I am in the process of studying for the 70-536 .NET Framework - Application Development Foundation Exam, as I have been programming .net for many years, this should not be hard!
However I am having to learn about “Code Access Security” (CAS), As I have never had a need to use or configure it, I was wondering if anyone else has found a real life usage for it?
Please provide examples of when you have used CAS and it has been part of the solution rather then the problem.
(So far everything else has had some relationship to task I have had to do in my years of .NET programming)
Related questions:
- Why to use CAS (Code Access Security)? - This has very few real world examples apart from how Microsoft uses it.
- Anyone really using Code Access Security to protect their assemblies and/or methods?
- What is Code Access Security in .NET - Defines CAS well, but does not give real examples.
- .NET Code Access Security: Useful or just overcomplicated?
Results so far.
CAS is useful when you are hosting 3rd party code. E.g. a web hosting company can use it to stop their customer's Asp.net code doing damage to the servers. (Office also make use of it when .NET is used as a replacement for VBA)

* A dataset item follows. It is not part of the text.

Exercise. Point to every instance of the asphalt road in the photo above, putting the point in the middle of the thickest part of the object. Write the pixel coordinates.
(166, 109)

The only detailed example of it being used outside of a Microsoft application so far are:
A recent project I did had something similar: allow the user to upload a library, and test it for performance ("who makes the best algorithm"). Needless to say, we needed CAS heavily there.
CAS seems to be useful to get JITDC certification, that is like by the US department of defence, however I don’t know if CAS was of any real value, or if it was just box ticking.
(If you need to bypass a host that uses CAS and you have admin rights on them machine, you can just put your assemblies in the GAC.)
Looking forward, CAS is a bit less complex in .net 4.
At least it looks like the new Microsoft exams will not have a “foundation” exam that includes CAS. I don’t know if it will make it into the new Winforms/WPF exams.